The DNSChanger malware worked by setting up a background process in an affected computer that changed the user's DNS server settings to the rogue DNS network, which was then used by hackers to redirect valid URLs to malicious Web sites. These sites tricked people into giving up personal information, and in the roughly three years in which it was active, the crime ring raked in about $14 million in stolen funds.
After the FBI seizure, it was apparent the rogue DNS servers could not simply be shut down. The DNS system is known as the Internet's phone book, which translates URLs such as "http://www.cnet.com" to the IP address for the server hosting the Web site. This is not only true for Web sites, but also for any other Internet-based service being used, including servers for e-mail, backups, synchronization, chat programs, and calendars.
If the FBI were to simply shut down the DNS network, then the millions of computers that had been affected by the malware would instantly no longer be able to access the Internet, and given the scope of this malware infection, would suddenly cut off many and very likely have a notable negative impact globally. Being infected with the malware, these systems would not benefit from users checking for and changing their DNS settings, since the malware would continually revert it and thereby continually disrupt communications.
To prevent this, the FBI instead chose to keep the rogue DNS servers active and convert it to a legitimate DNS system for infected computers. Since November 2011, there has been a campaign to notify users of the DNSChanger malware and offer services to help users identify systems that are infected.
While the number of systems infected with DNSChanger has diminished over time, the rate of decline has not met the FBI's expectations. The FBI and German Federal Office for Information Security originally scheduled the rogue DNS servers to be shut down on March 8, but given that by March 7 there were still around 450,000 active infections of the DNSChanger malware, the date of the shutdown was pushed back to July 9.

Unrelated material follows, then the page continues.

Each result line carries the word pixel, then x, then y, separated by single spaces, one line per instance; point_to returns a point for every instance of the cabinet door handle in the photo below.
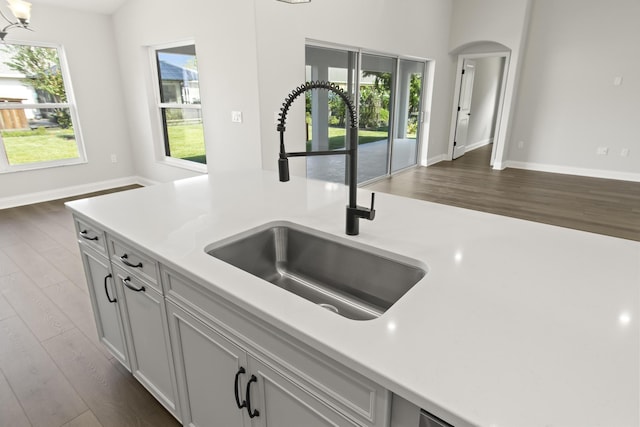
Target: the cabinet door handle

In addition to pushing back the date of the shutdown, the FBI has made renewed efforts to inform users of the DNSChanger problem, and on its Web site is promoting its story on the DNSChanger takedown and what users can do about it. In addition to the FBI coverage, the DNSChanger working group (or DCWG) has a new Web site available that offers options for detecting and fixing the problem.
As we've covered in the past, you can use numerous malware scanning tools to locate and remove the DNSChanger malware from your system, and also use the FBI's DNS IP checking tool to check your DNS server settings and determine if your system's settings were changed by the malware. You can get a list of the DNS servers on your system in the network settings. In OS X you can go to the Network system preferences, and for each active connection click the Advanced button and check the servers under the DNS tab.
While the FBI has these tools that people can use to check their systems, one wonders why the FBI cannot perhaps use the seized servers to issue a DNS redirect of its own that notifies affected people of the problem and provide resources for clearing the malware off affected systems. This would be relatively easy to implement, but so far those spearheading the DNSChanger cleanup have not done this.